Published: 30 May 2025

By Linda Scott
via the Medium website

Naval Act of 1916 and Women

In the lead-up to the U.S. entry into World War I, few pieces of legislation were as sweeping as the Naval Act of 1916. Officially titled An Act Making Appropriations for the Naval Service, it aimed to prepare the U.S. Navy for potential involvement in global conflict by expanding its fleet, modernizing armaments, and increasing personnel.

President Wilson declared it as a move to make the U.S. Navy “incomparably the greatest” in the world. Though the President was still aiming for a neutral stance regarding the war in Europe, he wanted to ensure that American shores were safe. It was a declaration of readiness before America had declared war. It would make the United States powerful enough to, hopefully, deter aggressors before a fight was even necessary. It would tell the world that the United States was prepared for anything at any time.
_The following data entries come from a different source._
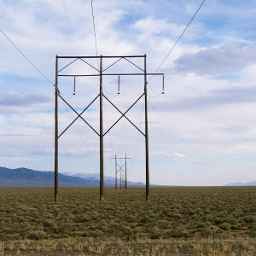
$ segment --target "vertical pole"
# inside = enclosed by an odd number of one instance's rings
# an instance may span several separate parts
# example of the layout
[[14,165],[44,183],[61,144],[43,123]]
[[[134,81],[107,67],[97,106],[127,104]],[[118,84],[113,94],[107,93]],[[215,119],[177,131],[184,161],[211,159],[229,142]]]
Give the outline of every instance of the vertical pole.
[[100,201],[104,200],[102,55],[100,58]]
[[55,60],[55,201],[58,201],[58,56]]
[[117,163],[116,163],[116,154],[114,155],[114,163],[115,163],[115,190],[117,189]]
[[145,149],[146,149],[146,201],[149,201],[149,160],[148,129],[148,91],[147,91],[147,55],[144,55],[144,94],[145,94]]
[[125,154],[125,190],[127,190],[127,167],[126,167],[126,154]]

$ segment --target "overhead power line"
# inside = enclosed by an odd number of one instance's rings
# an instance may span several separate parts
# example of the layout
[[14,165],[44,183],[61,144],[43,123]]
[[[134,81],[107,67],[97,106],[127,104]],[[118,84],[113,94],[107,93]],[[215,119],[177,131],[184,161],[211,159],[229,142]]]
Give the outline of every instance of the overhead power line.
[[90,0],[90,7],[91,7],[91,16],[92,16],[92,23],[93,23],[93,32],[94,32],[94,40],[95,40],[95,48],[96,51],[96,55],[98,55],[98,48],[97,48],[97,41],[96,36],[96,28],[95,28],[95,19],[94,19],[94,9],[93,9],[93,2]]
[[176,47],[176,45],[178,43],[178,41],[181,39],[181,38],[186,32],[186,31],[189,28],[189,25],[191,24],[191,22],[193,21],[193,20],[195,19],[195,17],[196,16],[196,15],[200,11],[200,9],[201,9],[201,7],[205,3],[205,2],[206,2],[206,0],[203,0],[203,2],[201,3],[201,5],[197,9],[196,12],[195,13],[195,15],[193,15],[193,17],[191,18],[191,20],[189,20],[189,22],[188,23],[188,25],[186,26],[186,27],[183,29],[183,32],[180,34],[180,36],[178,37],[178,38],[176,40],[175,44],[172,45],[172,47],[171,48],[171,49],[169,50],[169,52],[167,53],[167,55],[164,58],[164,60],[162,61],[162,62],[160,64],[160,66],[156,68],[156,70],[154,71],[154,73],[157,73],[159,71],[159,69],[162,67],[162,65],[165,63],[165,61],[167,60],[167,58],[169,57],[169,55],[171,55],[171,53],[173,51],[173,49]]
[[0,32],[5,38],[13,44],[13,46],[20,52],[20,54],[29,62],[29,64],[51,85],[54,84],[52,81],[21,51],[21,49],[8,37],[8,35],[0,28]]

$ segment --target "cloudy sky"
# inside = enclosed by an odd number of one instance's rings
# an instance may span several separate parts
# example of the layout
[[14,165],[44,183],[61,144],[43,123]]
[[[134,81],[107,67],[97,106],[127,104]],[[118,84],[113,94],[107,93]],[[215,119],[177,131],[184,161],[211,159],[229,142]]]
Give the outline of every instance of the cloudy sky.
[[[94,0],[99,55],[143,55],[154,72],[201,0]],[[0,165],[54,169],[55,55],[96,55],[90,1],[0,0],[0,28],[44,73],[0,33]],[[148,77],[151,183],[222,185],[256,179],[256,3],[207,0],[159,72]],[[143,67],[140,60],[136,63]],[[97,67],[96,62],[90,62]],[[67,62],[60,63],[64,67]],[[108,67],[108,63],[103,63]],[[120,61],[112,72],[134,72]],[[92,72],[76,61],[69,72]],[[96,96],[99,81],[59,81],[77,111]],[[104,78],[104,94],[125,111],[143,93],[142,78]],[[119,117],[107,101],[104,131]],[[98,102],[83,115],[98,131]],[[143,102],[127,116],[142,130]],[[76,117],[60,99],[60,132]],[[129,179],[144,181],[144,141],[122,119],[105,137],[105,173],[111,158],[127,156]],[[98,137],[78,120],[60,138],[60,171],[98,172]]]

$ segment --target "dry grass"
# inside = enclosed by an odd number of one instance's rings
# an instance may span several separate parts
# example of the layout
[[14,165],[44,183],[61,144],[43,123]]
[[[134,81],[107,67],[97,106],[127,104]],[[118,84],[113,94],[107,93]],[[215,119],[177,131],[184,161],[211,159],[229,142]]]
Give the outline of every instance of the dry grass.
[[0,255],[253,255],[256,189],[0,189]]

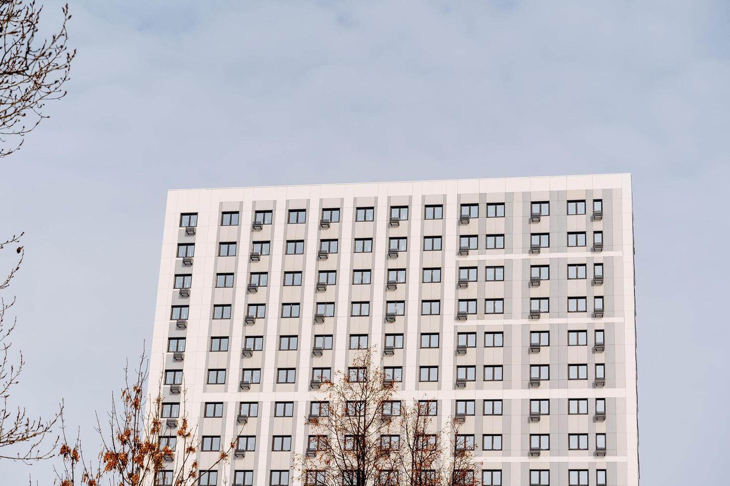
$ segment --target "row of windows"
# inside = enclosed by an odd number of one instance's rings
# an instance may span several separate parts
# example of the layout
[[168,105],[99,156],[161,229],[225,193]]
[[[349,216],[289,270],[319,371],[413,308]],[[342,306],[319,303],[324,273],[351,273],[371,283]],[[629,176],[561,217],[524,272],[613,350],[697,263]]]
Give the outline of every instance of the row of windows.
[[[603,264],[593,264],[593,277],[603,276]],[[459,267],[458,281],[460,282],[476,282],[478,268],[477,267]],[[372,281],[372,271],[369,269],[353,270],[352,283],[354,285],[367,285]],[[405,268],[388,269],[387,281],[388,283],[405,283]],[[424,283],[441,281],[441,268],[424,268],[422,272]],[[585,279],[585,264],[568,264],[568,279]],[[504,281],[504,267],[485,267],[484,279],[488,282]],[[530,279],[550,280],[550,265],[531,265]],[[189,289],[193,283],[193,274],[180,273],[174,275],[174,286],[175,289]],[[317,273],[317,283],[334,285],[337,283],[337,270],[319,270]],[[215,286],[217,288],[233,287],[234,278],[233,273],[217,273],[215,275]],[[266,287],[269,285],[269,273],[267,272],[254,272],[249,274],[249,285],[257,287]],[[283,284],[288,286],[301,285],[301,272],[285,272]]]
[[[279,350],[296,350],[299,345],[299,336],[280,336]],[[421,348],[439,348],[440,334],[438,332],[420,333]],[[386,334],[385,347],[388,349],[402,349],[404,336],[402,334]],[[594,332],[593,342],[596,345],[605,345],[605,332],[603,329]],[[320,350],[332,349],[332,334],[315,334],[314,337],[314,348]],[[484,333],[485,348],[502,348],[504,345],[504,333],[502,332],[486,332]],[[369,334],[350,334],[350,349],[364,349],[369,347]],[[550,346],[549,331],[532,331],[530,332],[530,345],[537,345],[541,347]],[[458,332],[456,334],[456,345],[464,348],[477,347],[476,332]],[[568,331],[569,346],[587,346],[588,331]],[[167,340],[167,351],[169,353],[184,353],[185,348],[185,337],[169,337]],[[244,339],[244,348],[254,351],[264,349],[263,336],[246,336]],[[210,351],[228,351],[228,338],[227,336],[216,336],[210,338],[209,348]]]
[[[473,485],[474,479],[472,471],[463,477],[456,479],[453,484],[458,485]],[[325,471],[307,470],[305,471],[304,485],[306,486],[324,486],[328,483],[327,479],[328,473]],[[530,469],[529,471],[529,486],[550,486],[550,471],[549,469]],[[331,474],[331,473],[329,473]],[[428,482],[429,478],[431,476],[435,477],[435,471],[423,471],[421,474],[423,477],[423,484],[431,484]],[[350,475],[343,473],[345,477],[342,478],[343,486],[356,485],[354,472]],[[236,471],[233,477],[233,486],[253,486],[253,471]],[[379,484],[383,486],[395,486],[399,483],[398,471],[392,470],[384,470],[379,472]],[[606,469],[596,470],[596,486],[606,486],[607,485],[607,473]],[[156,485],[158,486],[171,486],[173,481],[172,471],[161,471],[158,473]],[[290,471],[272,470],[269,473],[269,486],[288,486],[290,483]],[[199,486],[218,486],[218,471],[204,471],[200,474],[198,484]],[[482,471],[482,485],[483,486],[502,486],[502,470],[501,469],[485,469]],[[568,486],[588,486],[588,469],[569,469],[568,471]]]
[[[553,367],[556,365],[552,365]],[[605,380],[606,365],[602,363],[594,365],[594,375],[596,380]],[[530,380],[549,380],[549,364],[531,364]],[[587,364],[568,364],[568,380],[588,380],[588,365]],[[483,381],[502,381],[503,367],[501,364],[483,365]],[[418,380],[420,382],[439,381],[439,366],[423,366],[418,367]],[[225,369],[209,369],[206,383],[209,385],[226,384],[226,371]],[[365,381],[365,369],[350,367],[347,369],[347,379],[354,383]],[[296,368],[277,368],[277,383],[296,383]],[[402,367],[384,367],[383,373],[385,379],[389,381],[402,382],[403,380]],[[251,384],[261,383],[261,368],[244,368],[242,371],[242,380]],[[456,367],[457,381],[475,381],[477,367],[475,365],[464,365]],[[310,375],[312,381],[329,381],[332,377],[331,368],[312,368]],[[165,385],[180,385],[182,383],[182,369],[166,369],[164,374]]]
[[[478,203],[461,204],[459,206],[459,216],[468,218],[478,218],[480,207]],[[488,218],[504,217],[504,203],[488,203],[486,204],[485,216]],[[593,200],[594,213],[602,213],[603,200]],[[375,209],[374,207],[356,208],[355,221],[373,221]],[[535,201],[530,205],[531,214],[550,216],[550,203],[548,201]],[[320,212],[320,221],[328,223],[339,222],[339,208],[324,208]],[[408,219],[408,206],[391,206],[390,218],[399,221]],[[567,201],[566,213],[569,215],[585,214],[585,200]],[[444,214],[443,205],[426,205],[423,208],[424,219],[442,219]],[[220,213],[221,226],[237,226],[239,224],[238,211],[223,211]],[[273,222],[273,211],[271,210],[256,211],[253,213],[253,222],[259,224],[271,224]],[[306,209],[290,209],[287,222],[296,224],[307,222]],[[181,227],[191,227],[198,225],[197,213],[182,213],[180,214],[180,225]]]
[[[455,412],[456,415],[473,416],[475,415],[475,400],[456,400]],[[502,400],[484,399],[482,402],[482,411],[484,415],[502,415]],[[531,399],[530,414],[537,415],[549,415],[550,406],[549,399]],[[594,409],[596,414],[606,413],[606,399],[593,399]],[[309,404],[308,415],[326,415],[328,413],[327,402],[312,401]],[[385,401],[381,405],[380,412],[387,417],[399,417],[402,403],[399,400]],[[220,418],[223,417],[223,403],[222,401],[207,402],[204,406],[204,417],[207,418]],[[423,415],[438,415],[438,401],[437,400],[420,400],[418,402],[419,413]],[[164,402],[162,405],[162,418],[177,418],[180,417],[180,404],[179,402]],[[568,415],[585,415],[588,413],[588,399],[569,399]],[[293,417],[293,401],[274,402],[274,417]],[[241,401],[238,404],[238,415],[248,418],[258,417],[258,401]]]

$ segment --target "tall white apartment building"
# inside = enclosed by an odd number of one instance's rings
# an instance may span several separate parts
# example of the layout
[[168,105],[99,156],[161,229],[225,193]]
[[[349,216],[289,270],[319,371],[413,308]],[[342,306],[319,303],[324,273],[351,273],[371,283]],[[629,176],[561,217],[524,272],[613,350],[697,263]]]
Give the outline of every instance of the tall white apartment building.
[[374,346],[484,485],[638,485],[632,224],[629,174],[170,191],[164,415],[186,390],[204,471],[242,429],[201,485],[294,485],[316,382]]

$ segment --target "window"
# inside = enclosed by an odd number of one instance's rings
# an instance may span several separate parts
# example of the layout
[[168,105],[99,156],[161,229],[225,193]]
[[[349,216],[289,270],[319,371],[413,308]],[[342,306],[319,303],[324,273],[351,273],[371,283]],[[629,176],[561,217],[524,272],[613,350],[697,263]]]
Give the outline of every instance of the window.
[[301,285],[301,272],[284,272],[285,286]]
[[420,301],[420,313],[423,315],[438,315],[441,313],[441,301]]
[[458,247],[476,250],[479,247],[479,238],[476,235],[465,235],[458,237]]
[[466,216],[469,218],[479,217],[478,204],[462,204],[459,216]]
[[550,400],[530,400],[530,415],[549,415]]
[[328,208],[322,209],[322,220],[331,223],[339,222],[339,208]]
[[588,365],[587,364],[569,364],[568,365],[568,380],[588,380]]
[[299,317],[299,304],[282,304],[281,305],[281,316],[282,317]]
[[296,369],[295,368],[279,368],[276,372],[276,383],[293,383],[296,381]]
[[550,450],[550,434],[531,434],[530,449],[533,450]]
[[532,214],[550,216],[550,203],[548,201],[533,202],[530,204],[530,212]]
[[588,434],[568,434],[568,449],[569,449],[569,450],[588,450]]
[[585,232],[568,233],[568,246],[585,246]]
[[530,299],[530,312],[548,313],[550,312],[550,299],[539,298]]
[[301,240],[289,240],[286,242],[286,254],[301,255],[304,252],[304,242]]
[[370,315],[370,302],[352,302],[350,315],[353,317]]
[[253,471],[235,471],[233,474],[233,486],[253,486]]
[[204,417],[223,417],[223,404],[220,401],[209,401],[205,404],[205,413]]
[[221,213],[220,226],[238,226],[238,211],[224,211]]
[[401,221],[408,219],[408,206],[391,206],[391,219]]
[[370,270],[353,270],[353,283],[366,285],[370,283]]
[[436,400],[418,400],[418,415],[435,417],[439,415],[439,403]]
[[332,335],[318,334],[315,336],[315,348],[332,349]]
[[502,434],[483,435],[482,448],[484,450],[502,450]]
[[209,369],[208,385],[224,385],[226,383],[225,369]]
[[485,400],[485,415],[501,415],[502,409],[502,400]]
[[568,297],[568,312],[585,312],[585,297]]
[[293,401],[277,401],[274,404],[274,417],[292,417],[293,415]]
[[504,281],[504,267],[487,267],[487,281],[502,282]]
[[334,315],[334,302],[317,302],[318,315],[332,317]]
[[530,344],[539,346],[550,345],[549,331],[531,331],[530,332]]
[[197,213],[182,213],[180,214],[180,227],[198,226]]
[[293,351],[296,350],[299,338],[296,336],[280,336],[279,349],[283,351]]
[[466,348],[477,347],[476,332],[459,332],[456,334],[456,345]]
[[550,233],[532,233],[530,235],[531,248],[550,248]]
[[473,415],[474,409],[474,400],[456,401],[457,415]]
[[391,300],[385,302],[385,313],[403,315],[405,313],[406,303],[402,300]]
[[337,240],[320,240],[320,251],[337,253]]
[[242,401],[238,404],[238,413],[246,417],[258,417],[258,402]]
[[195,243],[180,243],[177,245],[177,258],[195,256]]
[[174,285],[173,287],[174,289],[190,289],[190,286],[193,283],[193,275],[190,274],[186,275],[176,275]]
[[271,486],[288,486],[288,471],[272,471]]
[[355,211],[355,221],[372,221],[373,208],[358,208]]
[[457,312],[467,314],[477,313],[477,300],[475,299],[461,299],[458,302]]
[[264,337],[247,336],[243,342],[243,347],[254,351],[261,351],[264,349]]
[[504,203],[491,203],[487,204],[487,217],[488,218],[504,218]]
[[218,243],[218,256],[235,256],[236,242]]
[[391,250],[406,251],[408,250],[408,238],[393,238],[388,239],[388,248]]
[[214,336],[210,338],[211,351],[227,351],[228,337],[225,336]]
[[248,317],[264,318],[266,316],[266,304],[249,304],[246,312]]
[[585,415],[588,412],[588,399],[569,399],[568,413],[571,415]]
[[585,214],[585,200],[568,201],[568,214]]
[[504,334],[502,332],[485,332],[485,348],[502,348],[504,345]]
[[350,334],[350,349],[367,348],[367,334]]
[[[204,449],[204,450],[205,450]],[[216,449],[215,450],[218,450]],[[200,479],[198,479],[200,486],[216,486],[218,484],[218,471],[205,471],[200,473]]]
[[231,318],[231,306],[230,305],[214,305],[213,306],[213,318],[214,319],[230,319]]
[[259,224],[271,224],[272,214],[273,213],[270,211],[256,211],[253,213],[253,222]]
[[439,367],[420,367],[419,372],[420,381],[439,380]]
[[291,450],[291,436],[272,437],[272,450],[274,452]]
[[391,268],[388,270],[388,281],[405,283],[406,270],[404,268]]
[[540,381],[550,380],[550,365],[531,364],[530,380],[539,380]]
[[588,345],[588,332],[568,331],[569,346],[585,346]]
[[550,470],[531,469],[530,486],[550,486]]
[[483,471],[482,484],[484,486],[501,486],[502,471]]
[[504,248],[504,235],[487,235],[487,249],[503,249]]
[[502,381],[502,365],[486,364],[484,366],[484,381]]
[[220,450],[220,436],[204,436],[201,444],[204,452]]
[[434,283],[441,281],[441,269],[440,268],[424,268],[423,269],[423,283]]
[[166,402],[162,404],[162,418],[177,418],[180,415],[179,403]]
[[485,299],[484,313],[485,314],[503,314],[504,313],[504,299]]
[[[251,275],[253,278],[253,275]],[[233,286],[233,274],[232,273],[218,273],[215,275],[215,286],[218,289],[221,287],[232,287]]]
[[271,253],[271,246],[269,241],[253,241],[251,243],[251,253],[268,255]]
[[550,280],[550,265],[531,265],[530,280]]
[[372,253],[372,238],[356,238],[355,253]]
[[403,381],[403,368],[401,367],[385,367],[383,373],[385,381]]
[[461,267],[458,269],[459,281],[476,282],[477,267]]
[[182,383],[182,369],[165,370],[165,385],[180,385]]
[[569,264],[568,278],[585,278],[585,265],[584,264]]
[[185,338],[184,337],[170,337],[167,340],[167,352],[168,353],[184,353],[185,352]]
[[442,219],[444,217],[444,207],[439,205],[427,205],[424,208],[424,219]]
[[424,236],[423,250],[425,251],[436,251],[441,249],[440,236]]
[[261,383],[261,370],[259,368],[244,368],[241,375],[243,377],[242,381],[249,383]]
[[421,348],[438,348],[439,333],[438,332],[422,332],[420,333]]
[[289,210],[289,219],[288,223],[296,224],[296,223],[306,223],[307,222],[307,210],[306,209],[290,209]]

Greater military readiness would come to mean more than dreadnoughts and destroyers. The increase in size of the fleet would require a significant increase in manpower. Not only would it require additional personnel to construct and build ships, but it would also need men to man the rails of these new ships. Even before the United States had officially committed its men to the Great War, the Navy was suffering a manpower shortage that could not be ignored. They needed men now. Without them, the additional navy ships would be useless. In an unexpected move, Secretary of the Navy Josephus Daniels made a quiet, game-changing decision.

A Clause and a Loophole

The Naval Act never explicitly stated that “enlisted personnel” had to be men. When asked whether women could fill the stateside vacancies, Daniels turned to the language in the regulations and found no restriction. It was a technical interpretation, almost bureaucratic in nature, but radical in consequence. When the act was written, the politicians hadn’t even thought about women attempting to take on such roles, so the language was written in a neutral tone. Instead of specifying men for enlistment, the language state “qualified persons.”

It wasn’t feminist idealism or a policy rooted in equality. It was necessity, wrapped in legal language. Yet it marked the first time in American history that women formally enlisted in the United States Military, as not just nurses or auxiliaries, but as full-fledged reservists.